Vom Präsidenten zum Kanzler?

Aus einem Spiegel-Artikel zu aktuellen Umfragen (in denen die Koalition erstmals wieder vorne liegt)

Wenig erfreulich für CDU-Chefin Merkel fiel zudem das Ergebnis einer Forsa-Umfrage im Auftrag des Magazins "Cicero" aus. Danach könnte sich die Mehrheit der Deutschen Bundespräsident Horst Köhler als Kanzlerkandidaten der Union vorstellen. Auf die Frage, ob sie sich Köhler als Kanzlerkandidaten der Union vorstellen könnten antworteten 52 Prozent mit "Ja". Die Unions-Anhänger sehen sogar zu über 60 Prozent den ersten Mann im Staate als Alternative zu Merkel, Stoiber & Co.

Damit ist die politische Akzeptanz Köhlers in der Bevölkerung weiter gestiegen. In einer Emnid-Umfrage hatten kürzlich 36 Prozent der Bundesbürger erklärt, dass sie einen Kanzlerkandidaten Köhler für möglich hielten, unter den Unions-Anhängern waren es 50 Prozent.

Das Bundespräsidialamt war in der Geschichte der Republik bisher immer Endstation für Politikerkarrieren. Doch das Grundgesetz verbietet ein politisches Leben nach dem höchsten Staatsamt nicht ausdrücklich.

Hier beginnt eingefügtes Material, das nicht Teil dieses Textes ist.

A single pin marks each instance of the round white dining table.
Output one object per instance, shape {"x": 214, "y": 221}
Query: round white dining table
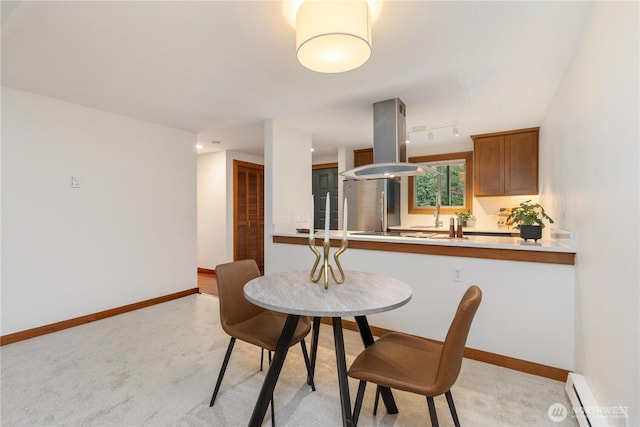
{"x": 293, "y": 293}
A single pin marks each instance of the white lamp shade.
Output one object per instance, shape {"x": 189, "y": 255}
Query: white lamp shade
{"x": 333, "y": 36}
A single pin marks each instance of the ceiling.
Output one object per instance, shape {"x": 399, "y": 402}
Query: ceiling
{"x": 219, "y": 68}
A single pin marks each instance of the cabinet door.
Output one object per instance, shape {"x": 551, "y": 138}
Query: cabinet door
{"x": 488, "y": 168}
{"x": 521, "y": 163}
{"x": 362, "y": 157}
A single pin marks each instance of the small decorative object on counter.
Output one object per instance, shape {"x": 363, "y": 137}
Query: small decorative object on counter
{"x": 528, "y": 217}
{"x": 326, "y": 267}
{"x": 503, "y": 214}
{"x": 465, "y": 217}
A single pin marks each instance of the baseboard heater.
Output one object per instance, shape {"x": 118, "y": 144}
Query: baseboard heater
{"x": 585, "y": 408}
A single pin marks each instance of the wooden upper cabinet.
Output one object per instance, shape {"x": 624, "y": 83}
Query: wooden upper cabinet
{"x": 362, "y": 157}
{"x": 506, "y": 163}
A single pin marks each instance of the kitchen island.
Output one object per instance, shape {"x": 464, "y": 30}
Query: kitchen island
{"x": 559, "y": 250}
{"x": 526, "y": 320}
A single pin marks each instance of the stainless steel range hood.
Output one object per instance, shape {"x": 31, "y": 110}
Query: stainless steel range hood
{"x": 389, "y": 145}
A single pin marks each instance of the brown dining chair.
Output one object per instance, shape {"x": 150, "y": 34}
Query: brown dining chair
{"x": 415, "y": 364}
{"x": 249, "y": 323}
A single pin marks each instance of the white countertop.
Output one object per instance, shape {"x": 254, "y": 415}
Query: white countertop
{"x": 562, "y": 241}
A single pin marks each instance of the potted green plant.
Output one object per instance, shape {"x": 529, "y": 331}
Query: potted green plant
{"x": 528, "y": 217}
{"x": 465, "y": 217}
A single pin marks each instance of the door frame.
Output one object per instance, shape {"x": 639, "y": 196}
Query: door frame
{"x": 236, "y": 165}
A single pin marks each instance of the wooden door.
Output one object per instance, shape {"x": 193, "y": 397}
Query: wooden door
{"x": 248, "y": 209}
{"x": 324, "y": 179}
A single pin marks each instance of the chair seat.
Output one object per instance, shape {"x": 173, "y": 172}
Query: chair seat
{"x": 265, "y": 328}
{"x": 400, "y": 361}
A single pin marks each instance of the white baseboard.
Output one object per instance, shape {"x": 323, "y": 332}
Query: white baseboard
{"x": 585, "y": 408}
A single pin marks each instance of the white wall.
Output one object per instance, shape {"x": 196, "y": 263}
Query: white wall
{"x": 287, "y": 182}
{"x": 215, "y": 206}
{"x": 589, "y": 177}
{"x": 212, "y": 209}
{"x": 520, "y": 316}
{"x": 127, "y": 235}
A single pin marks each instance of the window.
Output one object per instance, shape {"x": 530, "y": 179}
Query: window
{"x": 454, "y": 174}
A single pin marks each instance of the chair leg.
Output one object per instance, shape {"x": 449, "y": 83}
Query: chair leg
{"x": 222, "y": 370}
{"x": 273, "y": 417}
{"x": 432, "y": 412}
{"x": 452, "y": 408}
{"x": 358, "y": 403}
{"x": 305, "y": 355}
{"x": 375, "y": 403}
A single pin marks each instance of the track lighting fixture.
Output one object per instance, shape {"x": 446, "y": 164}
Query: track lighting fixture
{"x": 430, "y": 134}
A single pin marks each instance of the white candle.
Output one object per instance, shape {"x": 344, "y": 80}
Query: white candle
{"x": 311, "y": 227}
{"x": 327, "y": 216}
{"x": 344, "y": 220}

Wie der Artikel sagt, eigentlich ist es Deutschland fest ins Blut übergegangen, dass das Präsidentenamt das letzte einer politischen Laufbahn ist und man von dort nicht ins "niedere Tagesgeschäft" wechselt. Und es wäre auch eine weitere Demontage dieses Amtes, wenn ein Inhaber somit de facto eingesteht, dass es nicht die höchste Position ist.
Andererseits ist Köhler ein sehr untypischer Präsident - verhältnismäßig jung, keine bundesdeutsche politische Vorkarriere, eher pragmatisch ausgerichtet. Das Anforderungsprofil "Großvater der Nation" erfüllt er nicht, mit seiner Finanz-Vorgeschichte könnte man ihn sich als Minister oder Kanzler eigentlich eher vorstellen als als Präsidenten.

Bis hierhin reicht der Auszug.